I have a script that I built following the blueprint in the book Learning Python for Forensics. The script will go through a directory specified by the user and collect the metadata for each file in the directory. The results are saved to a sqlite database and also written to a CSV or HTML file.
The script was originally written in Python 2.7.15. I am trying to update the code for Python 3.7. However, there is one line in the ingest directory function that is giving me issues.
The ingestDirectory
function looks like this:
def ingestDirectory(cur, source, custodian_id):
count = 0
for root, folders, files in os.walk(source):
for file_name in files:
meta_data = dict()
try:
meta_data['file_name'] = file_name
meta_data['file_path'] = os.path.join(root, file_name)
meta_data['extension'] = os.path.splitext(file_name)[-1]
file_stats = os.stat(meta_data['file_path'])
meta_data['mode'] = oct(file_stats.st_mode)
meta_data['inode'] = int(file_stats.st_ino)
meta_data['file_size'] = int(file_stats.st_size)
meta_data['atime'] = formatTimestamp(file_stats.st_atime)
meta_data['mtime'] = formatTimestamp(file_stats.st_mtime)
meta_data['ctime'] = formatTimestamp(file_stats.st_ctime)
except Exception as e:
logging.error('Could not gather data for file: ' + meta_data['file_path'] + e.__str__())
meta_data['custodian'] = custodian_id
columns = '","'.join(meta_data.keys())
values = '","'.join(str(x).encode('string_escape') for x in meta_data.values())
sql = 'INSERT INTO Files ("' + columns + '") VALUES ("' + values + '")'
cur.execute(sql)
count += 1
The line that is giving me errors is this:
values = '","'.join(str(x).encode('string_escape') for x in meta_data.values())
This line is meant to handle any string escape characters found in metadata.values
before writing the data to the database.
When I tried to run this code in Python 3 I got an error about an unrecognized codec. I did some research hear on Stack Overflow and found that string_escape
has been replaced with unicode-escape
in Python 3.
I am fairly new to Python 3 and Unicode. My question is this:
How do I update the line above so that it uses unicode-escape
instead of string_escape
and produces the same result as the Python 2.7 code?
Any help would be appreciated! I have been working on this for several days now and every solution I try just results in more error codes or corrupted output files.
You are generating SQL in that piece of code, and escaping was there to try and produce valid SQL. It's a very poor-man's attempt at avoiding SQL injection. It's not very effective, and isn't needed as the database driver already knows how to take care of this, in a much safer fashion!
For SQL databases, the correct way to put the values into SQL parameters. SQL parameters consist of two components: placeholders, and values passed in separately to the .execute()

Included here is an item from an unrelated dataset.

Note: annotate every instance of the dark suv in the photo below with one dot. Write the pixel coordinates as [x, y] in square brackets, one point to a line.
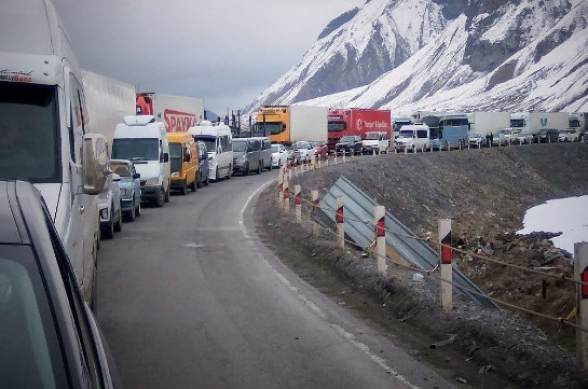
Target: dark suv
[547, 135]
[350, 145]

method for the database to cleanly handle. The sqlite3
library is no exception, see the cursor.execute()
method for details. For your case, you can use named placeholders:
columns = [f'''"{name.replace('"', '""')}"''' for name in meta_data]
placeholders = [f':{name}' for name in meta_data]
sql = f'INSERT INTO Files ({", ".join(columns)}) VALUES ({", ".join(placeholders)})'
cur.execute(sql, meta_data)
Note that meta_data
is passed as a second argument; the database takes each :name
placeholder and takes the value for that placeholder from the meta_data
dictionary.
I also properly formatted the column names, by putting double quotes around them and doubling any "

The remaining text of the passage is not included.